Sen. John Kerry, all but officially the Democratic nominee for the White House, has not publicly commented on Clarke's allegations. But his Web site's "D-bunker" page, which claims to set "the record straight" about Bush, carried the headline "Richard Clarke Delivers 9/11 Bombshell," along with a link to the CBS report on its interview with Clarke.

In her interview with CNN, Rice pointed out repeatedly that Clarke was in charge of counterterrorism efforts in 1998 when U.S. embassies in Africa were bombed and in 2000 when the USS Cole was bombed, as well as during "a period of the '90s when al Qaeda was strengthening and when the plots that ended up in September 11th were being hatched." She said Clarke holds a more "narrow view" of combating terrorism than Bush does.

Rice came under new pressure Monday to testify publicly before the 9/11 commission. In a letter to Bush, several Democratic senators called on Rice to reconsider her decision to only meet with the commission in private.

"Her refusal to testify before the commission can only lead the American people to one conclusion: that she has something to hide and is not fully committed to finding the truth," the letter said.

Challenging motivation

McClellan pointed to the timing of Clarke's book.

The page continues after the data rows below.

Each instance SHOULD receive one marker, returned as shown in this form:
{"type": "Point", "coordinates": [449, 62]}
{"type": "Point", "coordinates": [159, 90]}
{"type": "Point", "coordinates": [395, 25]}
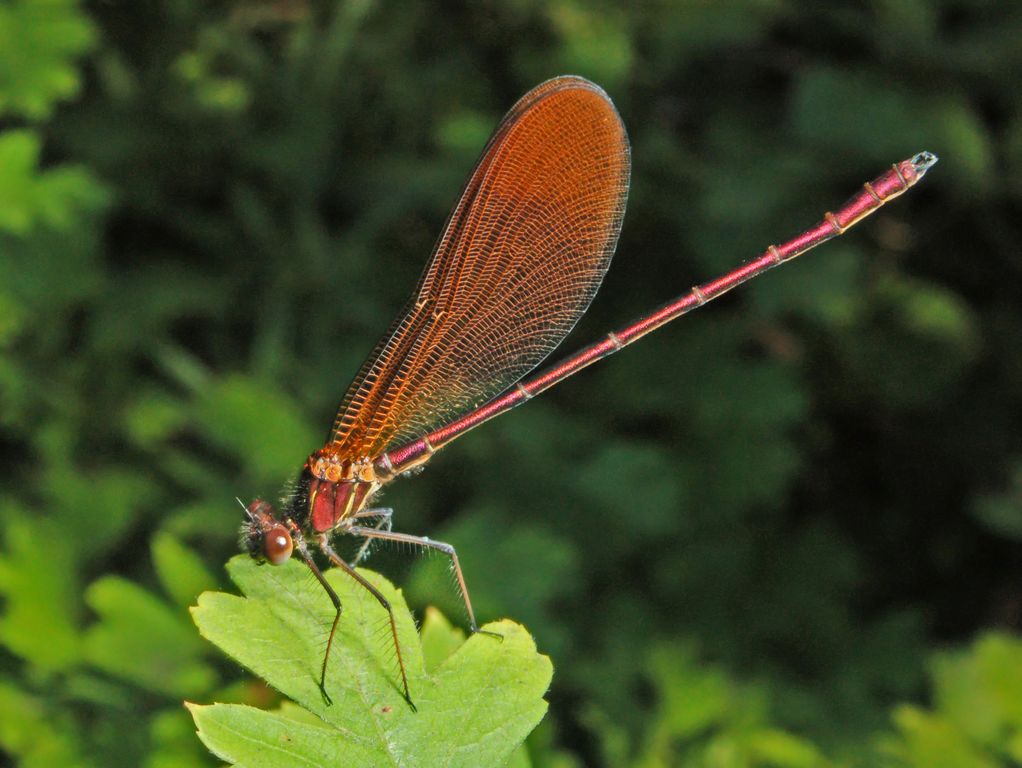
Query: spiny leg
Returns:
{"type": "Point", "coordinates": [324, 545]}
{"type": "Point", "coordinates": [384, 514]}
{"type": "Point", "coordinates": [425, 541]}
{"type": "Point", "coordinates": [299, 543]}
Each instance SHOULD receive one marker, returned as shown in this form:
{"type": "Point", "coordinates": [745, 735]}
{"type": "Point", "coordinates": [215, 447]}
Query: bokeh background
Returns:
{"type": "Point", "coordinates": [783, 532]}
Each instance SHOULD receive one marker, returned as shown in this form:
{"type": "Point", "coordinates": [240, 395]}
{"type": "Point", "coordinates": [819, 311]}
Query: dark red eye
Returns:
{"type": "Point", "coordinates": [277, 545]}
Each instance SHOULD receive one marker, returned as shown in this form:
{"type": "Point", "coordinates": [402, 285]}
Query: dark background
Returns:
{"type": "Point", "coordinates": [783, 532]}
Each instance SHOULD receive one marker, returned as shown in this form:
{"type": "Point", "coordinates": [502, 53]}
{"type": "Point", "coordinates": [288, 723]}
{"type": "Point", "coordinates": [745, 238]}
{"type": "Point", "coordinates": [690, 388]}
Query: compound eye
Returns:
{"type": "Point", "coordinates": [277, 545]}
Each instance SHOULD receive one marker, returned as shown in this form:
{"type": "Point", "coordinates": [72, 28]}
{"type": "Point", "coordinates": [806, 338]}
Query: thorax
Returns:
{"type": "Point", "coordinates": [337, 488]}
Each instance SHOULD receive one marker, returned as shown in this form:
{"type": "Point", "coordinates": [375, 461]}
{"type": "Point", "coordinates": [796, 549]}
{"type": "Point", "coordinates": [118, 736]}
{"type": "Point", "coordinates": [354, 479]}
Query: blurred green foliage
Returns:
{"type": "Point", "coordinates": [783, 533]}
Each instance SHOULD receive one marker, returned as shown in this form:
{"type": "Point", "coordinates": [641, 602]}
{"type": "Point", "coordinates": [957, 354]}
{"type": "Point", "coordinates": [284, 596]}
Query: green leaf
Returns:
{"type": "Point", "coordinates": [181, 571]}
{"type": "Point", "coordinates": [36, 735]}
{"type": "Point", "coordinates": [39, 592]}
{"type": "Point", "coordinates": [38, 44]}
{"type": "Point", "coordinates": [474, 709]}
{"type": "Point", "coordinates": [141, 639]}
{"type": "Point", "coordinates": [30, 196]}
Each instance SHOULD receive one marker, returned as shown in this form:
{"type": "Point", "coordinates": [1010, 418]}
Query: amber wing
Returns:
{"type": "Point", "coordinates": [519, 260]}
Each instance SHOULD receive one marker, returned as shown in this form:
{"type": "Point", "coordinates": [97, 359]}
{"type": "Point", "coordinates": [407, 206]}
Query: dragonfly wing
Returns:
{"type": "Point", "coordinates": [518, 262]}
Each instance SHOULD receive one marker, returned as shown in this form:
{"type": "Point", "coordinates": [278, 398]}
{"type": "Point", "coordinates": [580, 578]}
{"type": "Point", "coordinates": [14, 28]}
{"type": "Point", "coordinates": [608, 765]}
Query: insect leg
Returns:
{"type": "Point", "coordinates": [299, 544]}
{"type": "Point", "coordinates": [384, 514]}
{"type": "Point", "coordinates": [324, 545]}
{"type": "Point", "coordinates": [425, 541]}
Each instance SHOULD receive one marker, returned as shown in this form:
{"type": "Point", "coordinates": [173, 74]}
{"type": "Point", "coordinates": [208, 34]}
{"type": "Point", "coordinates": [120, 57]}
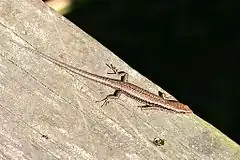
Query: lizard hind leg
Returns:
{"type": "Point", "coordinates": [164, 96]}
{"type": "Point", "coordinates": [106, 100]}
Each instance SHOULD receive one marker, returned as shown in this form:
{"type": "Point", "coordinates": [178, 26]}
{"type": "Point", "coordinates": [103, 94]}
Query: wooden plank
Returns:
{"type": "Point", "coordinates": [49, 113]}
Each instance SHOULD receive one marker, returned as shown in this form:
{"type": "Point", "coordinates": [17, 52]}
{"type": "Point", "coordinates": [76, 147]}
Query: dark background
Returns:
{"type": "Point", "coordinates": [190, 48]}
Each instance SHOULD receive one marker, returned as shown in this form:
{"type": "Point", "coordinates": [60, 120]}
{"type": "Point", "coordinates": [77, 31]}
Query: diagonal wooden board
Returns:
{"type": "Point", "coordinates": [49, 113]}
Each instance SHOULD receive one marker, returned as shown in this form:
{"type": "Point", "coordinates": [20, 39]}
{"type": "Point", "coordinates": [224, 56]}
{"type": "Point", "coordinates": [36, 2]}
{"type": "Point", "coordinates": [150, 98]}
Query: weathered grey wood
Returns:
{"type": "Point", "coordinates": [48, 113]}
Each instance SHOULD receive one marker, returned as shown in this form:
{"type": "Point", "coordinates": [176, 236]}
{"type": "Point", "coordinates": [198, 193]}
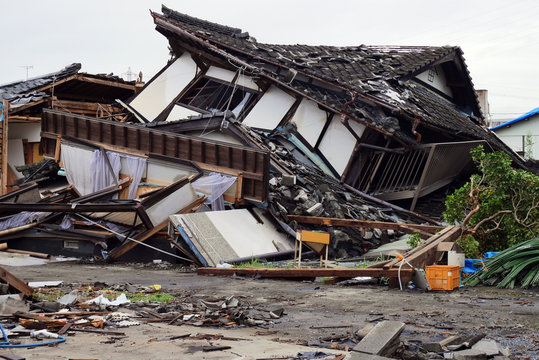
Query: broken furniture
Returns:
{"type": "Point", "coordinates": [217, 237]}
{"type": "Point", "coordinates": [316, 240]}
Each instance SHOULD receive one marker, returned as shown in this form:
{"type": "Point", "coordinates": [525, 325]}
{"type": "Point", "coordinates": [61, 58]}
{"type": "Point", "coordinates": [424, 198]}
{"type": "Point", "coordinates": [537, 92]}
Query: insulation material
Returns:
{"type": "Point", "coordinates": [163, 89]}
{"type": "Point", "coordinates": [76, 160]}
{"type": "Point", "coordinates": [179, 112]}
{"type": "Point", "coordinates": [270, 109]}
{"type": "Point", "coordinates": [309, 120]}
{"type": "Point", "coordinates": [338, 143]}
{"type": "Point", "coordinates": [220, 236]}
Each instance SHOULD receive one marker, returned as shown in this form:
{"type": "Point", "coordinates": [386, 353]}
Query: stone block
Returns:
{"type": "Point", "coordinates": [381, 339]}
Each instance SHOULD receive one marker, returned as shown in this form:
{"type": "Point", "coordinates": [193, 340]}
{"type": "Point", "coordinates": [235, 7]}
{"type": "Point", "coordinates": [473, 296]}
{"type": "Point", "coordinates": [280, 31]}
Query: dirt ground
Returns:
{"type": "Point", "coordinates": [313, 311]}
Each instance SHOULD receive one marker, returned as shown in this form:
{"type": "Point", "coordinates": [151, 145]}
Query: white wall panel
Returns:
{"type": "Point", "coordinates": [270, 109]}
{"type": "Point", "coordinates": [153, 99]}
{"type": "Point", "coordinates": [15, 155]}
{"type": "Point", "coordinates": [29, 131]}
{"type": "Point", "coordinates": [179, 112]}
{"type": "Point", "coordinates": [309, 120]}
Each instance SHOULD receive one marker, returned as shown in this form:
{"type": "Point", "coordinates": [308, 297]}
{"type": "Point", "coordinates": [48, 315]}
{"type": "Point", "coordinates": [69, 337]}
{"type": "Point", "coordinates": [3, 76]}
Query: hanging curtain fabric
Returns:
{"type": "Point", "coordinates": [136, 167]}
{"type": "Point", "coordinates": [214, 185]}
{"type": "Point", "coordinates": [76, 162]}
{"type": "Point", "coordinates": [102, 176]}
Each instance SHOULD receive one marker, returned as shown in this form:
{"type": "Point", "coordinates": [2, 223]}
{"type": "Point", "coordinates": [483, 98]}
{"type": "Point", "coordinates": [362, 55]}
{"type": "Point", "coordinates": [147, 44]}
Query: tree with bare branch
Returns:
{"type": "Point", "coordinates": [500, 204]}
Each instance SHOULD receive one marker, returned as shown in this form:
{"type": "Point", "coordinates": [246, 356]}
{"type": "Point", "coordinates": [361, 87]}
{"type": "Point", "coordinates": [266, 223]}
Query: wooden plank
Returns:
{"type": "Point", "coordinates": [432, 239]}
{"type": "Point", "coordinates": [426, 254]}
{"type": "Point", "coordinates": [364, 224]}
{"type": "Point", "coordinates": [406, 274]}
{"type": "Point", "coordinates": [3, 148]}
{"type": "Point", "coordinates": [15, 282]}
{"type": "Point", "coordinates": [314, 237]}
{"type": "Point", "coordinates": [125, 247]}
{"type": "Point", "coordinates": [213, 155]}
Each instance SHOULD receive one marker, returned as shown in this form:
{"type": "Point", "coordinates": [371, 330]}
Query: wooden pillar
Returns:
{"type": "Point", "coordinates": [3, 146]}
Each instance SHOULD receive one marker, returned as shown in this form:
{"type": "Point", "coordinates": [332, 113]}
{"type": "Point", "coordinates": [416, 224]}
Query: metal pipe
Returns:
{"type": "Point", "coordinates": [394, 207]}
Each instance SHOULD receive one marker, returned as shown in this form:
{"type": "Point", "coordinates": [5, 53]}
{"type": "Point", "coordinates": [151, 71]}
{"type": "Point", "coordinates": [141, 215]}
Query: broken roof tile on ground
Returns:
{"type": "Point", "coordinates": [364, 132]}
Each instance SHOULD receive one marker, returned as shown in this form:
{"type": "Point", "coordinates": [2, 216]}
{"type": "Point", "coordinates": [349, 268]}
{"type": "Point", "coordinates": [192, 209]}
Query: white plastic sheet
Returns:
{"type": "Point", "coordinates": [136, 167]}
{"type": "Point", "coordinates": [102, 176]}
{"type": "Point", "coordinates": [214, 185]}
{"type": "Point", "coordinates": [76, 162]}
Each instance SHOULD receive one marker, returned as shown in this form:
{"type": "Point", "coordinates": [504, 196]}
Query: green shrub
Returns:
{"type": "Point", "coordinates": [500, 203]}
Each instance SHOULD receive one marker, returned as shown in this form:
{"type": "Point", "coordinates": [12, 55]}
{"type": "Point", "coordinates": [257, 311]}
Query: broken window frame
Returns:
{"type": "Point", "coordinates": [225, 89]}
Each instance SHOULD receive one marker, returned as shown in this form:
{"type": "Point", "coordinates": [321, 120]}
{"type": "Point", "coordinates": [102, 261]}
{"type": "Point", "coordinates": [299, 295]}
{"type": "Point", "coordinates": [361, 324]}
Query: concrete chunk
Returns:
{"type": "Point", "coordinates": [360, 356]}
{"type": "Point", "coordinates": [381, 339]}
{"type": "Point", "coordinates": [489, 347]}
{"type": "Point", "coordinates": [469, 354]}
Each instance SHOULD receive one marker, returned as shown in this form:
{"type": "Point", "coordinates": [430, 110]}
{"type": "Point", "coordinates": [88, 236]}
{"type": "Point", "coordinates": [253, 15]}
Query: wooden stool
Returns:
{"type": "Point", "coordinates": [312, 238]}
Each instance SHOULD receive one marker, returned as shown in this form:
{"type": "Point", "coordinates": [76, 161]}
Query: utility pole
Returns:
{"type": "Point", "coordinates": [27, 67]}
{"type": "Point", "coordinates": [130, 75]}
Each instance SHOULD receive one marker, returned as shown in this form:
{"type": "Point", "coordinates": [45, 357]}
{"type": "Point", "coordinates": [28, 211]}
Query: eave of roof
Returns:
{"type": "Point", "coordinates": [384, 88]}
{"type": "Point", "coordinates": [520, 118]}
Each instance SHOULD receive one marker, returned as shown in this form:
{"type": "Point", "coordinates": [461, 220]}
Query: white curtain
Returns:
{"type": "Point", "coordinates": [214, 185]}
{"type": "Point", "coordinates": [136, 167]}
{"type": "Point", "coordinates": [76, 162]}
{"type": "Point", "coordinates": [101, 174]}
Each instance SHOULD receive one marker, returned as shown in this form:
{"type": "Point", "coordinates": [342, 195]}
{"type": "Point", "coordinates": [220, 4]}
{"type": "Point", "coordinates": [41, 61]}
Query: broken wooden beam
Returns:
{"type": "Point", "coordinates": [129, 244]}
{"type": "Point", "coordinates": [15, 282]}
{"type": "Point", "coordinates": [406, 274]}
{"type": "Point", "coordinates": [425, 253]}
{"type": "Point", "coordinates": [408, 228]}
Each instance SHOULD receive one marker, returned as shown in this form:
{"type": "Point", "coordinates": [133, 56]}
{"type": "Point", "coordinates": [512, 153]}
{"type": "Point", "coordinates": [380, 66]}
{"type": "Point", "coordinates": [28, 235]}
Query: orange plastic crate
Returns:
{"type": "Point", "coordinates": [443, 277]}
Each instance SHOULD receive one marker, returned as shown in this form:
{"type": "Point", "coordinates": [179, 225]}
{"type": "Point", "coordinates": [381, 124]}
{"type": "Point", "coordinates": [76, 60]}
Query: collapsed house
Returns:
{"type": "Point", "coordinates": [67, 90]}
{"type": "Point", "coordinates": [300, 131]}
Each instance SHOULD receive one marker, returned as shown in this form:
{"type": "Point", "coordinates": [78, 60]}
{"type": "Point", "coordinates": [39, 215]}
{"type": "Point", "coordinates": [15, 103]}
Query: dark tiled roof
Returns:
{"type": "Point", "coordinates": [18, 91]}
{"type": "Point", "coordinates": [379, 74]}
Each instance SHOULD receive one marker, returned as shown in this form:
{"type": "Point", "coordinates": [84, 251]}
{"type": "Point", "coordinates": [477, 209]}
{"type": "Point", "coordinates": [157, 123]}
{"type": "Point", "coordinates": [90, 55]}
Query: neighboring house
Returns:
{"type": "Point", "coordinates": [521, 134]}
{"type": "Point", "coordinates": [66, 90]}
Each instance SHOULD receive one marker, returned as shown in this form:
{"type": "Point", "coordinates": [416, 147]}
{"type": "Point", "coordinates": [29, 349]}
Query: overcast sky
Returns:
{"type": "Point", "coordinates": [500, 38]}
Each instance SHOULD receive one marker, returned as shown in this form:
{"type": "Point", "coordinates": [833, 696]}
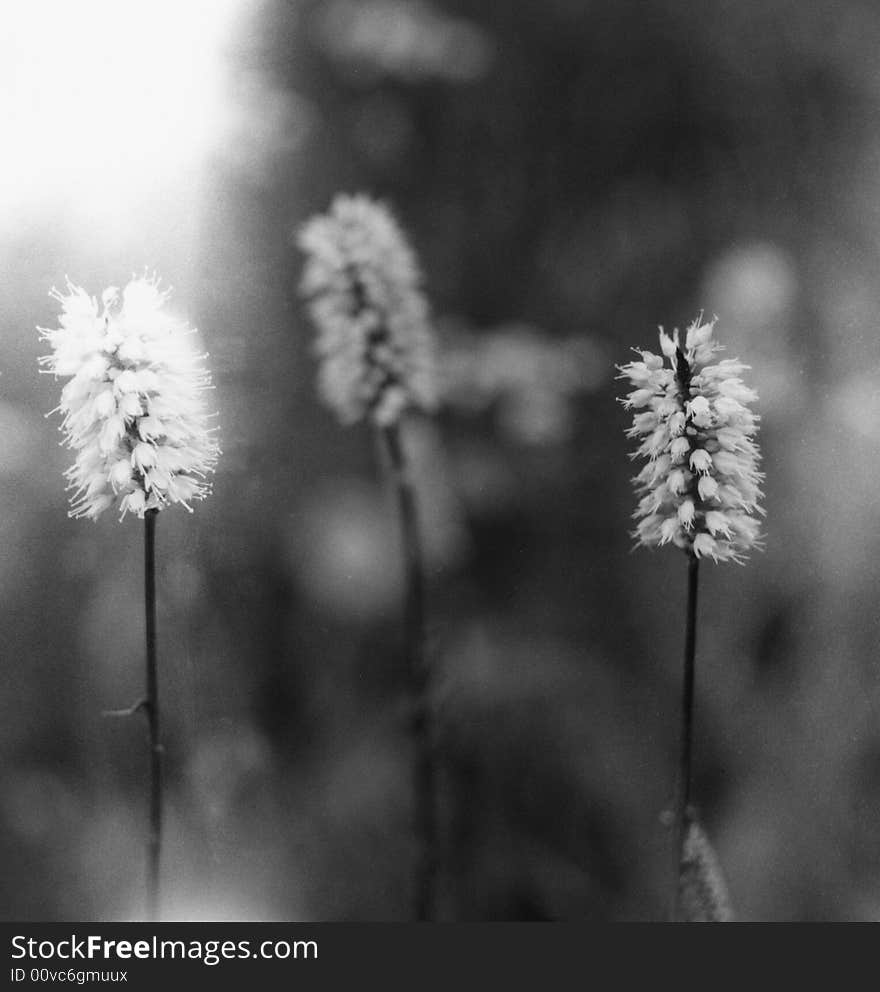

"If Dick Clarke had such grave concerns, why wait so long? Why wait until the election?" Instead, McClellan said, Clarke "conveniently" released a book in the middle of the campaign season.

Clarke has denied being politically motivated. He is a registered Republican, and told ABC, "I'm an independent. I've spent 30 years in the government. ... I will never work in any Kerry administration because I'm not going to work in the government again."

He added, "It pains me to have Condoleezza Rice and others mad at me. But I think the American people needed to know the facts and they weren't out, and now they are."

Rice had some praise for Clarke, saying it was his job to develop "a broad comprehensive strategy for dealing with the al Qaeda threat, and he eventually did that. And I think he did a very good job."

CNN's Suzanne Malveaux and Barbara Starr contributed to this report.